We trained a random forest classifier model on the provided data. This helps to better understand the contribution of each calculated metric to the performance of an individual. We also hypothesized that the positive or negative correlation of each metric would only be meaningful if the model results were acceptable. Tables 1 and 2 contain the performance metrics of the model on two different datasets. We run 10-fold cross-validation on both datasets and use the mean of the metrics across all folds. The Gini importances were extracted from the random forest model and the polarities are presented in Table 3 [48].
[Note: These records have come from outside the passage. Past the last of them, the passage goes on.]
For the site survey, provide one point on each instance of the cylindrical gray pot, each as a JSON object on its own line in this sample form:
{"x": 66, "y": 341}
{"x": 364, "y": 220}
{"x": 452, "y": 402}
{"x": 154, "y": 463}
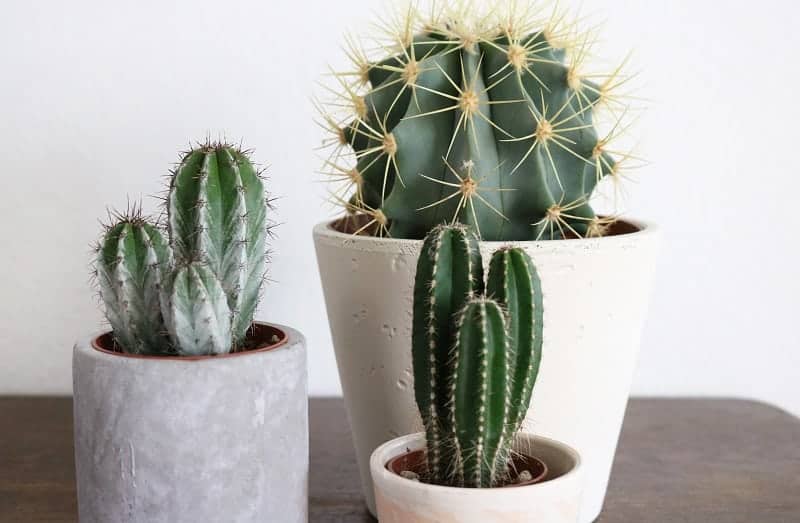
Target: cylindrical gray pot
{"x": 192, "y": 440}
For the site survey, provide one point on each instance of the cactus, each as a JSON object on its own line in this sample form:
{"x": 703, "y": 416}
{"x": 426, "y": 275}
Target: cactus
{"x": 217, "y": 213}
{"x": 482, "y": 118}
{"x": 132, "y": 259}
{"x": 196, "y": 293}
{"x": 476, "y": 355}
{"x": 199, "y": 320}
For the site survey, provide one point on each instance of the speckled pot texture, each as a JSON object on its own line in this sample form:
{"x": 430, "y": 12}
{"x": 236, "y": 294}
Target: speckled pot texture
{"x": 178, "y": 440}
{"x": 596, "y": 293}
{"x": 555, "y": 500}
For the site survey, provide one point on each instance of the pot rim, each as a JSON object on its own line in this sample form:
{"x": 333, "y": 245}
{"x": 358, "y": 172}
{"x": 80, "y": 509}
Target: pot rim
{"x": 411, "y": 442}
{"x": 645, "y": 228}
{"x": 284, "y": 339}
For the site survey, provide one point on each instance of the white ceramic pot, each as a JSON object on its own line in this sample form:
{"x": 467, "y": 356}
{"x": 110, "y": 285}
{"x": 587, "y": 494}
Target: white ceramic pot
{"x": 596, "y": 293}
{"x": 172, "y": 440}
{"x": 555, "y": 500}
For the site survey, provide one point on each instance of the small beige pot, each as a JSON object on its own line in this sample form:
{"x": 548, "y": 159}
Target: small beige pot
{"x": 595, "y": 299}
{"x": 555, "y": 500}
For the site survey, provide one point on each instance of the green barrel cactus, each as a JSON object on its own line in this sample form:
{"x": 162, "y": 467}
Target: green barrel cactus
{"x": 476, "y": 350}
{"x": 195, "y": 293}
{"x": 483, "y": 118}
We validate our approach by using video data from Surgical Safety Technologies (SST) and University of Texas Southwestern (UTSW). SST data consists of 102 laparoscopic procedures whereas UTSW consists of 133 robotic procedures. Each video is annotated with performance data (OSATS), which we use to divide the top 10% and bottom 10% of surgeons based on two distinct evaluation criteria. This step illustrates the model's ability to generalize to different types of surgery, different annotation frameworks, and across different cohorts.
Statistical analysis
Tables 1 and 2, and their corresponding polarities (Table 3) were created using this approach. The Kolmogorov-Smirnov test was used to determine the distribution to which a sample or a set of samples might belong. Metrics extracted from the time-series data for each unique surgical procedure were mapped to distributions such as the Gaussian, Gumbel, or Cauchy. The radar plots in this report were constructed by presenting the percentiles for each metric in each case. The values are normalized across the population and are thus bounded between 0 and 1.